Building Effective RAG Systems with LangChain and FAISS
Retrieval-Augmented Generation (RAG) has become a cornerstone technique in modern AI applications, especially when working with Large Language Models (LLMs). In this post, I'll share my experience building RAG systems at Bank Alfalah and how you can implement your own using LangChain and FAISS.
What is RAG?
RAG combines the power of retrieval-based systems with generative AI. Instead of relying solely on an LLM's internal knowledge (which may be outdated or incomplete), RAG systems first retrieve relevant information from a knowledge base and then use that information to generate more accurate, up-to-date responses.
Key Components of a RAG System
- Document Processing: Converting various document formats into chunks suitable for embedding
- Vector Database: Storing and efficiently retrieving document embeddings (we'll use FAISS)
- Retrieval Logic: Finding the most relevant documents for a given query
- Generation: Using an LLM to generate responses based on retrieved context
Implementation with LangChain and FAISS
Here's a simplified example of how to implement a RAG system using LangChain and FAISS:
from langchain.document_loaders import DirectoryLoader
from langchain.text_splitter import RecursiveCharacterTextSplitter
from langchain.embeddings import OpenAIEmbeddings
from langchain.vectorstores import FAISS
from langchain.chains import RetrievalQA
from langchain.llms import OpenAI
# 1. Load documents
loader = DirectoryLoader("./documents/", glob="**/*.pdf")
documents = loader.load()
# 2. Split documents into chunks
text_splitter = RecursiveCharacterTextSplitter(chunk_size=1000, chunk_overlap=200)
texts = text_splitter.split_documents(documents)
# 3. Create embeddings and vector store
embeddings = OpenAIEmbeddings()
vectorstore = FAISS.from_documents(texts, embeddings)
# 4. Create retrieval chain
retriever = vectorstore.as_retriever(search_kwargs={"k": 5})
llm = OpenAI()
qa_chain = RetrievalQA.from_chain_type(
llm=llm,
chain_type="stuff",
retriever=retriever
)
# 5. Query the system
query = "What are the key features of our new product?"
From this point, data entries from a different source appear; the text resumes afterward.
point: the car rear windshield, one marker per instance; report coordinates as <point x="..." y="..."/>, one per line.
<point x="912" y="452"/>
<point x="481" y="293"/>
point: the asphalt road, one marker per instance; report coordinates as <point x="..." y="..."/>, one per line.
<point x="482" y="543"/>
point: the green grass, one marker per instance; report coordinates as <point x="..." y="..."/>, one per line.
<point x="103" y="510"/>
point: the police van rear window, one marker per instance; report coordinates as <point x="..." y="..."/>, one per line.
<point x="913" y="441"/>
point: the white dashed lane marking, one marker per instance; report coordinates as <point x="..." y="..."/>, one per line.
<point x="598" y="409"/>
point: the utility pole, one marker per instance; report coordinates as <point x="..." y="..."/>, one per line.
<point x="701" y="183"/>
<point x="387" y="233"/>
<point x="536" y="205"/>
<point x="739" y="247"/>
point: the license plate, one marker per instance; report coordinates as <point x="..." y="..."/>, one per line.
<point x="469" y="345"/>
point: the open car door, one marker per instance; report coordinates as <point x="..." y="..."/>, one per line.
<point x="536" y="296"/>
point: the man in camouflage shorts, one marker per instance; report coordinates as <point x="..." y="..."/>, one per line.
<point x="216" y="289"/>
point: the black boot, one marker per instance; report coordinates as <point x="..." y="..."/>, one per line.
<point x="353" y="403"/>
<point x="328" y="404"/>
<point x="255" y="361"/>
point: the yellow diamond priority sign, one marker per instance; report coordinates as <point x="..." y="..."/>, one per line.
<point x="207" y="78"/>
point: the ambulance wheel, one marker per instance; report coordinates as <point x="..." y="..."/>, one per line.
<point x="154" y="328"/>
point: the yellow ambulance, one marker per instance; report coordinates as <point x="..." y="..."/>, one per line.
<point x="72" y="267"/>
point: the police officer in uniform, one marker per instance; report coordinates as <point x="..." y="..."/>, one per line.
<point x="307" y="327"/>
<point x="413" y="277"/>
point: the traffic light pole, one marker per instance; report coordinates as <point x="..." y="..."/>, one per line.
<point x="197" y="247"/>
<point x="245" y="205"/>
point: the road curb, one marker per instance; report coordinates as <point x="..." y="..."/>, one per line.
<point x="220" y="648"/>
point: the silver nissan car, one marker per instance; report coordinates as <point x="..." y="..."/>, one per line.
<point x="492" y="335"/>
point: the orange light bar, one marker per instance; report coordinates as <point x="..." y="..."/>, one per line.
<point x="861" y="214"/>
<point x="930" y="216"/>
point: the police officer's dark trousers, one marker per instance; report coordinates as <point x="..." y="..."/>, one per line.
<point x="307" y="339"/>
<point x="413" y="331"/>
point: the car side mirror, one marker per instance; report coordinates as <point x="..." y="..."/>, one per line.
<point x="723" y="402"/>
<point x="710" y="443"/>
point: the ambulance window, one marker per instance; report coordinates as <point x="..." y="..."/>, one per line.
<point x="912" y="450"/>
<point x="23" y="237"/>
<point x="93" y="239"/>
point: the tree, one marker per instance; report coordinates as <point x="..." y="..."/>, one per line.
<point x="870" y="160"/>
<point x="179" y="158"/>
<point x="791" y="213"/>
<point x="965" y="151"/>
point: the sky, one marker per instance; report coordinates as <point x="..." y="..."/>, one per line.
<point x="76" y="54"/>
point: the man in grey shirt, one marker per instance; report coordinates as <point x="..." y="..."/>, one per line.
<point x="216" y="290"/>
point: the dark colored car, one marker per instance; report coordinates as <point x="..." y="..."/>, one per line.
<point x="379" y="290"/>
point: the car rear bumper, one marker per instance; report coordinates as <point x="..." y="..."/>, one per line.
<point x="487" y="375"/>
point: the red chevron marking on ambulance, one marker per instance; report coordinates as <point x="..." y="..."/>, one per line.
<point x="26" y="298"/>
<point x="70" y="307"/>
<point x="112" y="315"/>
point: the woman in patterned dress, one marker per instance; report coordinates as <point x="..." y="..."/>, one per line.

response = qa_chain.run(query)
print(response)
Optimizing RAG Performance
In my experience at Bank Alfalah, we found several ways to optimize RAG performance:
- Chunk Size Tuning: Finding the right balance between context and specificity
- Hybrid Search: Combining semantic search with keyword-based approaches
- Query Reformulation: Preprocessing user queries for better retrieval
- Metadata Filtering: Using document metadata to narrow search scope
Real-World Applications
We've successfully deployed RAG systems for:
- Customer Service Chatbots: Providing accurate responses based on policy documents
- Internal Knowledge Bases: Helping employees find information across thousands of documents
- Compliance Assistance: Ensuring responses adhere to banking regulations
Conclusion
RAG systems represent a powerful approach to enhancing LLM capabilities with domain-specific knowledge. By combining the retrieval power of vector databases with the generative capabilities of LLMs, we can build AI systems that are more accurate, up-to-date, and useful in real-world applications.
In future posts, I'll dive deeper into advanced RAG techniques like multi-query retrieval, reranking, and hybrid search implementations.